Ces dernières années, l’utilisation du 49.3, bien qu’il s’agisse d’un outil constitutionnel, a été régulièrement dénoncée comme antidémocratique car permettant de passer outre le système parlementaire, réduit au silence par la volonté de l’exécutif. En 2016, Manuel Valls, candidat à la primaire de la gauche pour la présidentielle, avait pris ses distances avec le 49.3, allant jusqu’à proposer de le supprimer après l’avoir utilisé six fois lorsqu’il était Premier ministre pour faire passer la loi Macron et la réforme du Code du Travail. « Je connais parfaitement les effets pervers du 49.3, je suis lucide et j’ai appris, et puis on prend du recul », avait-il confié à France Inter, estimant que dans un contexte de « crise démocratique », son utilisation « est dépassée et apparaît comme brutale ».

« On a l’impression que le 49.3 devient le mal absolu alors qu’Élisabeth Borne l’a utilisé pendant la période budgétaire. Ça ne trompe personne. Ça ressemble plutôt à un vent de panique. On sent que s’effrite la maison gouvernementale et je ne sais pas quand va arriver le collapsus », raille Patrick Kanner, le patron des socialistes au sein de la Chambre haute. Pour Éliane Assassi, la présidente du groupe communiste, favorable à la suppression du 49.3, la Première ministre reste dans l’ambiguïté. « Si elle veut joindre l’acte aux paroles, elle peut proposer une abrogation de cette partie de l’article 49 qui permet son utilisation sur les projets de loi ordinaire une fois par session parlementaire », pointe-t-elle. « En tout cas, le gouvernement se conserve la possibilité de mettre les sujets qui fâchent dans des projets de loi de financement (PLF), comme avec la réforme des retraites qui n’avait rien à faire dans un texte budgétaire ! »

Faut-il abolir le 49.3 ?

« Les déclarations de la Première ministre sont un poil provocatrices », abonde Guillaume Gontard, le président du groupe écologiste au Palais du Luxembourg, « puisque la réforme des retraites se trouvait précisément dans un texte financier. » « Mais admettre que l’usage du 49.3 est problématique, c’est un premier pas ! », poursuit l’élu de l’Isère, pour qui la Constitution semble désormais à bout de souffle. « Derrière les polémiques soulevées par le recours au 49.3, il faut admettre que l’on est dans une situation de blocage des institutions. Nous voyons arriver la fin de la Cinquième République et ouvrir un chantier sur nos institutions serait, pour le chef de l’Etat, une manière de sortir de la crise. »

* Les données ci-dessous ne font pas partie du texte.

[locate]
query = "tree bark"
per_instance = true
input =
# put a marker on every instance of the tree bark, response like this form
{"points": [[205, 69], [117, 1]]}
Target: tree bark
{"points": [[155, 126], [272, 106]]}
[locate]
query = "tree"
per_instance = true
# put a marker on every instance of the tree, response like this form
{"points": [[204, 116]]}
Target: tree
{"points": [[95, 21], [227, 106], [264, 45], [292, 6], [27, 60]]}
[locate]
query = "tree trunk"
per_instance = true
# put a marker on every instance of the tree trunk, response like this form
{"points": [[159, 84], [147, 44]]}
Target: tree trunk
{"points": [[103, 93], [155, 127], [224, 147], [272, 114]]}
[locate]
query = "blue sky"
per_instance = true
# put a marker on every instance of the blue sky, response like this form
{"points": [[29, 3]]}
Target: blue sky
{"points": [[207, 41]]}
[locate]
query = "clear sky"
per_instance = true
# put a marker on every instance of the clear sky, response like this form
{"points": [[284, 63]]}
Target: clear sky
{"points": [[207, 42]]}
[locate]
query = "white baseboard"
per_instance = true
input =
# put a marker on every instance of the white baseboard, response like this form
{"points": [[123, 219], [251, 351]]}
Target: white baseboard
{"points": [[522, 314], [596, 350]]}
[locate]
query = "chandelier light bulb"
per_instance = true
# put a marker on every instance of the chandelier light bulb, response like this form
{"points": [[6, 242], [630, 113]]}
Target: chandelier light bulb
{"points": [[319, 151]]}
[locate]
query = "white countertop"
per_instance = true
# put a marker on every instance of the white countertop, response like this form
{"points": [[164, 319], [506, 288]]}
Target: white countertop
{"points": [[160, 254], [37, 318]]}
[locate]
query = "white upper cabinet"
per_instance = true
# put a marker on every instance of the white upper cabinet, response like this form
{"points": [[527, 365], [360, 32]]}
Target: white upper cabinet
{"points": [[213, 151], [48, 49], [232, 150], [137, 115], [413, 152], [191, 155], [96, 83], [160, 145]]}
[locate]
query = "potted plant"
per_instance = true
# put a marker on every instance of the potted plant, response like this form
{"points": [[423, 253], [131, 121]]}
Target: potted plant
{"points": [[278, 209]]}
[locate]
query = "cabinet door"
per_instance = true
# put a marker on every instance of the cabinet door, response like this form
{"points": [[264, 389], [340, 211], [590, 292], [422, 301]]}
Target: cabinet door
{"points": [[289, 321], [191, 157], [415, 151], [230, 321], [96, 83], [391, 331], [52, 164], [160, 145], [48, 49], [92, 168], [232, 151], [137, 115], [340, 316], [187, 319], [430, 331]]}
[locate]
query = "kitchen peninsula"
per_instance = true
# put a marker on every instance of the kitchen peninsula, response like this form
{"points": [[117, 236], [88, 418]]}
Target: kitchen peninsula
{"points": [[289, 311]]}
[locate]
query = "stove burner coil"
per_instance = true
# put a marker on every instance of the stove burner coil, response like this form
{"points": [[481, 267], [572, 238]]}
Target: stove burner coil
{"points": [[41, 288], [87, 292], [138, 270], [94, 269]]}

Moins catégorique, Marc-Philippe Daubresse reconnaît que l’on pourrait « dévitaliser comme une dent » le 49.3, sans pour autant toucher à la Constitution et renoncer définitivement à son utilisation, car à ses yeux, c’est bien l’opposition qui a poussé l’exécutif à cette extrémité. « Si l’on veut vraiment lui redonner son caractère exceptionnel, il faudrait d’abord se pencher sur les règlements des deux assemblées. Il faut trouver le moyen d’éviter de retomber dans la caricature de démocratie que représente l’obstruction parlementaire, sans toucher, bien sûr, au droit d’amendement des parlementaires. Il faut trouver un moyen de s’assurer que les débats aboutissent, sans les vider de leur substance ».